“We told Artie you were staying at a hotel tonight due to the wiring. We want to catch him trying to enter.”

We went back to the house at five in the evening.

Two plainclothes deputies hid in our guest room while Detective Miller stood in the kitchen pantry.

Keith and I sat at the kitchen table, pretending to play cards, but my hands were shaking so badly I dropped the deck twice.

At 6:15 PM, there was a quiet knock at the back door.

Keith opened it.

Artie was standing there, holding a plastic container of potato soup.

“Keith,” Artie said, his voice dropping into that soft, neighborly tone.

“I heard the wiring was still bad. I brought some soup. I thought I could help you check the basement outlets.”

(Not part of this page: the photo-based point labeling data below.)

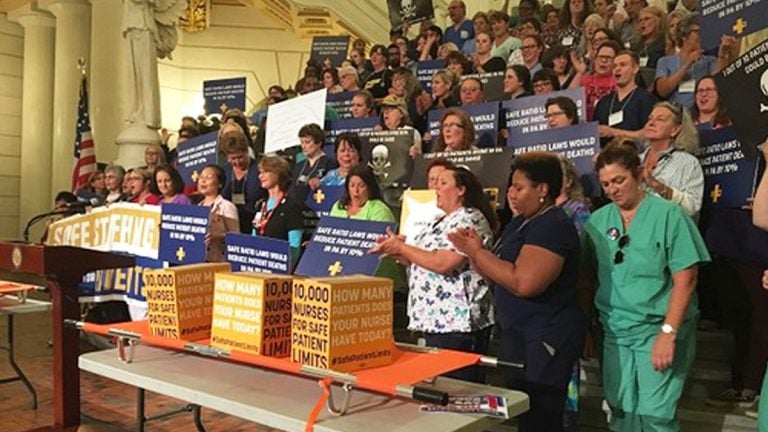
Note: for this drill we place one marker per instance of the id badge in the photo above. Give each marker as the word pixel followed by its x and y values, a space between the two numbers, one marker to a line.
pixel 687 86
pixel 615 118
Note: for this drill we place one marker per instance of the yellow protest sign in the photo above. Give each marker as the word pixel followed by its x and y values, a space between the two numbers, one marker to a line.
pixel 252 313
pixel 342 323
pixel 180 300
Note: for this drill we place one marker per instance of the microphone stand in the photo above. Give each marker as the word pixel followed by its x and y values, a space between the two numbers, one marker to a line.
pixel 38 218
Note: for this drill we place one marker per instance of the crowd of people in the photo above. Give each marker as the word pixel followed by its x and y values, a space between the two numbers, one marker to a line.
pixel 615 274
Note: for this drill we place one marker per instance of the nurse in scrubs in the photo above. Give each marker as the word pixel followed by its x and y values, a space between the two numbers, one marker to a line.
pixel 643 252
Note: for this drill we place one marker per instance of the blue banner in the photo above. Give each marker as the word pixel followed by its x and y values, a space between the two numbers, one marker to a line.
pixel 340 247
pixel 322 199
pixel 182 233
pixel 118 284
pixel 526 115
pixel 485 118
pixel 196 153
pixel 425 70
pixel 341 103
pixel 334 128
pixel 257 253
pixel 730 17
pixel 221 95
pixel 729 176
pixel 331 48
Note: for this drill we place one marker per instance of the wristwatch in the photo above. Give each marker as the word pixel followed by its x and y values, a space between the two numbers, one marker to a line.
pixel 668 329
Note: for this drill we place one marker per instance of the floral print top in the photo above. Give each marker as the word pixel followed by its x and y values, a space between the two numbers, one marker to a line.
pixel 460 301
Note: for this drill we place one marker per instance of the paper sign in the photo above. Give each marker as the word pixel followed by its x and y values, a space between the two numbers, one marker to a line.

He took a step inside, and that’s when Detective Miller stepped out of the pantry.

“Arthur Vance,” Miller said.

Artie froze.

He looked at the detective, then at Keith, then at me.

The plastic container slipped from his hands, hitting the linoleum and splitting open. Thick white soup splashed across his clean sneakers.

He tried to laugh, but it was a dry, rattling sound.

“I was just bringing dinner. You folks are old. You don’t know how to handle these old houses. I was just keeping an eye on things.”

“We found the cameras, Artie,” Keith said.

His voice was dead. No anger. Just a deep, hollow exhaustion.

Artie’s eyes darted to the guest room where the deputies were now stepping out.

His friendly posture completely crumbled, and his face turned sharp.

“You don’t understand,” Artie spat, glaring at me with sudden venom.

“The Hendersons were fools. They left the windows unlocked. You two aren’t any better. I was protecting this street. I’ve lived here forty years. I have a right to know what’s happening on my block.”

“I was doing you a favor,” he added as the deputy pulled out the handcuffs.

The clicking of the metal was the loudest sound in the kitchen.

They led him out the front door while our other neighbors stood on their porches, watching in absolute silence.

It’s been six months since that night.

Artie’s yellow house is empty now, sitting behind a real estate sign that nobody wants to touch.

He took a plea deal and is spending his retirement in a state facility.

Keith and I still live here because we spent everything we had on this place, and we can’t afford to run.

The house is clean now. The wires are gone.

But I still don’t sleep.

Every night around two in the morning, I find myself standing by the bedroom window, pulling back the curtain to stare out at the dark grass.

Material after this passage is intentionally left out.